Elongation at break (%) changes with γ-irradiation dose. At 0.5 kGy elongation at break (%) of non-irradiated GP1, GP2, GP3, and GP4 is 3.2, 5.1, 5.09, and 5.67 respectively. But after irradiation elongation at break (%) of GP1, GP2, GP3, and GP4 is 3.16, 4.79, 3.83, and 4.23 respectively.
Fourier Transformed Infrared Spectroscopy (FTIR) analysis
FTIR is of importance to study the molecular structure. The width and intensity of spectral bands as well as position of peaks are all sensitive to environmental changes and to conformations of macromolecule on molecular level. Intermolecular interactions occur when two polymers are compatible. So the FTIR spectra of the blends are different from those of the pure polymer, which is advantageous to study the extent of compatibility of the blend polymers. FTIR spectrophotometer has also been found to be a valuable tool in studying graft copolymerization reactions. Figures 7, 8 and 9 shows the infrared spectra for the films of pure gelatin, pure PVA and the irradiated blend in the wave number range of 2400-500 cm-1.
The FTIR spectra of untreated pure gelatin shown in Figure 7. The most distinctive spectral features for the protein were the strong amide I and II bands centered at approximately at 1640 and 1550 cm-1, respectively. The amide I absorption was primarily due to the stretching vibration of the C=O bond and the amide II band was due to the coupling of the bending of the -NH bond and the stretching of the C-N bond. The FTIR spectra of untreated pure PVA shown in Figure 8. The peaks at 1088 cm-1 indicated the C-O stretch of secondary alcoholic groups.
The FTIR spectrum of irradiated blend (95% Gelatin+5% PVA) was given in Figure 9. The grafted product does not show any characteristic peak corresponding to carbonyl group and amino group indicating the crosslinking through these groups.

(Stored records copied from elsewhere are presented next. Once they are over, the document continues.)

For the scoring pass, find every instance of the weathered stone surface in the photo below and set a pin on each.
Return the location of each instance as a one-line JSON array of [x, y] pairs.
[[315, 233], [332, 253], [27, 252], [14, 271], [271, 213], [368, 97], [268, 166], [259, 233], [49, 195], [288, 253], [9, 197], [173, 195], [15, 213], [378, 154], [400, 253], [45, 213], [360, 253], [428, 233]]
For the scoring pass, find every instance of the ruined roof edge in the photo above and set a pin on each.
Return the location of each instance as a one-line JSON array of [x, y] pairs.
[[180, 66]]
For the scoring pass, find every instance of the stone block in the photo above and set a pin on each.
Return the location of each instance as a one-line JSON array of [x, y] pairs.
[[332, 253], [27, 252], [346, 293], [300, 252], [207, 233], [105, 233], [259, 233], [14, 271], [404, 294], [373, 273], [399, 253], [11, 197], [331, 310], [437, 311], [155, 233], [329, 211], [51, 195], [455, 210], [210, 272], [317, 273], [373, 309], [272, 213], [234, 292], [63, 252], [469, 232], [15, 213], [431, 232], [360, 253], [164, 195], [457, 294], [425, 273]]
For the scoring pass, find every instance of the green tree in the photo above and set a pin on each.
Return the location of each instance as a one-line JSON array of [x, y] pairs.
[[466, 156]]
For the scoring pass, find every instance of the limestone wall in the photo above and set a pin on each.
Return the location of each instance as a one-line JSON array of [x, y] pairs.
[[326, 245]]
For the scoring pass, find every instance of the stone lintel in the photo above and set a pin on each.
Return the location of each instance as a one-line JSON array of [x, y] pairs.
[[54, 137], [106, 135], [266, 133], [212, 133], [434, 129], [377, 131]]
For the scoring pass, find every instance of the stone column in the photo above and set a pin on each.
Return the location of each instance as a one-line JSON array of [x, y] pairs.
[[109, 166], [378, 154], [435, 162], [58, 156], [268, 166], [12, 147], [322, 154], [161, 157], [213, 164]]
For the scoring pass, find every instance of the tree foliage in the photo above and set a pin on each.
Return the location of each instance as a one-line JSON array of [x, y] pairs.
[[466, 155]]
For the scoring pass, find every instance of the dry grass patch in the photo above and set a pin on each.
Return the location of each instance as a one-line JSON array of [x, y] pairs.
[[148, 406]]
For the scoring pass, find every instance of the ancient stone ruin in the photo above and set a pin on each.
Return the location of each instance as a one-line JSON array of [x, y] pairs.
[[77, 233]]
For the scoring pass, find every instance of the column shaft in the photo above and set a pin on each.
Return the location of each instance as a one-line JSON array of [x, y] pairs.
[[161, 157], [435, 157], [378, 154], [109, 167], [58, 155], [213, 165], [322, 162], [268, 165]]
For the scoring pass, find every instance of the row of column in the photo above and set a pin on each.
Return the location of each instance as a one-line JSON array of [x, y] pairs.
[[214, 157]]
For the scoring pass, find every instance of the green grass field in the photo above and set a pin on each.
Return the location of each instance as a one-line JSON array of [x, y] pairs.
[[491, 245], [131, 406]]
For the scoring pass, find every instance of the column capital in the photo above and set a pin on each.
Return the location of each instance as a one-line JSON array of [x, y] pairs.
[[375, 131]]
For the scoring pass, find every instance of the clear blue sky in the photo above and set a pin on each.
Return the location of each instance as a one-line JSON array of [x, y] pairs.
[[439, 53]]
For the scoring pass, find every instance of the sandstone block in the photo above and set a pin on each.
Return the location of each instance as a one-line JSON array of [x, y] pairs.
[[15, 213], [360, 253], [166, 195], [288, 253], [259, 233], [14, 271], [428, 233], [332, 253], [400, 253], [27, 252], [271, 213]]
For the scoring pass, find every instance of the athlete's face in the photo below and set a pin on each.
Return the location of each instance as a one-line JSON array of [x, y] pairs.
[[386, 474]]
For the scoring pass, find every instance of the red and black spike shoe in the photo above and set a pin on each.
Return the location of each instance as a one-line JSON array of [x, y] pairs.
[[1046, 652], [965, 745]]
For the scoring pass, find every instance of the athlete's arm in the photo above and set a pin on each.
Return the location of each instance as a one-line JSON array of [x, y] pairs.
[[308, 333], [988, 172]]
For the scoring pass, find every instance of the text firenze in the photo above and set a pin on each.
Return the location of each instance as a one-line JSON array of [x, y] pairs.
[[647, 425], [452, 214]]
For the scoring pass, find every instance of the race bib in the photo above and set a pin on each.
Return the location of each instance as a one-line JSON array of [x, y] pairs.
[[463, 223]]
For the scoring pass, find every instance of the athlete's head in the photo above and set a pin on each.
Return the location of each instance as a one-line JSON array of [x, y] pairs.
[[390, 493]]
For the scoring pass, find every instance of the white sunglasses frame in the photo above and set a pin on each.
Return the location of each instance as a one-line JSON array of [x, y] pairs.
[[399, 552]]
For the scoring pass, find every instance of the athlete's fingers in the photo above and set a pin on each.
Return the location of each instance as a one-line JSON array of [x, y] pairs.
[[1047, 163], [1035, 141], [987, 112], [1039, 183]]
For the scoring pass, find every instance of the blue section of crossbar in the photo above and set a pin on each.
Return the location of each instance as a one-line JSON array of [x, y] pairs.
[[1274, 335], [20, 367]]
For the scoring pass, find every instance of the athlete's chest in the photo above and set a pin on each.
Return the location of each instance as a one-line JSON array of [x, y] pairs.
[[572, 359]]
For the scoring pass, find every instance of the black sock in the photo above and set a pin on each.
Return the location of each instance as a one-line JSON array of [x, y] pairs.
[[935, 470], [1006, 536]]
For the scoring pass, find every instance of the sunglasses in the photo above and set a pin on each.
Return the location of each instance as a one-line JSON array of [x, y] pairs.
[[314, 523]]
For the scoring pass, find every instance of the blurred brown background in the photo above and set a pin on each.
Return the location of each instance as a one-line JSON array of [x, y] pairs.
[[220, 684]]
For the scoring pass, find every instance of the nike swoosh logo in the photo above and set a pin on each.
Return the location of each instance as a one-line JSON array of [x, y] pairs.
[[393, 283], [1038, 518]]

Scanning Electron Microscopy (SEM)
Scanning electron microscopic (SEM) image of untreated pure gelatin, pure PVA and an irradiated blend (95% Gelatine+5% PVA) were shown in Figures 10, 11 and 12. In order to study surface morphology SEM study was undertaken. In Figure 10 some unbound micro granules was observed. The SEM of PVA showed better film forming property than gelatin. Figure 12 indicating some type of interaction between gelatin and PVA due to irradiation. Crosslinking and chain scission occurred when polymers were exposed to gamma irradiation . Polysaccharides and other natural polymers generally degrade by breaking the glycosidic linkage under gamma radiation .
The mechanical and morphological properties of irradiated PVA mixed gelatin films indicated higher compared with the non-irradiated films. It was found that 95% gelatin+5% PVA film exhibited the highest tensile strength (TS) value at 0.5 kGy gamma radiation (51 MPa), which was 46% higher than that of non-irradiated films. Elongation at break (Eb) changes with gamma irradiation dose. The Eb of gamma treated film is lower than that of untreated film. The FTIR Spectrum of Radiated Blend (95% gelatin+5% PVA) blend shows that the grafted product does not show any characteristic peak. The SEM (Scanning Electron Microscopy) images indicate some sorts of interaction between gelatin and PVA due to irradiation. The ultimate target concluded that the enhanced property of PVA mixed gelatin films is obtained, which may be suitable for bio-medical applications.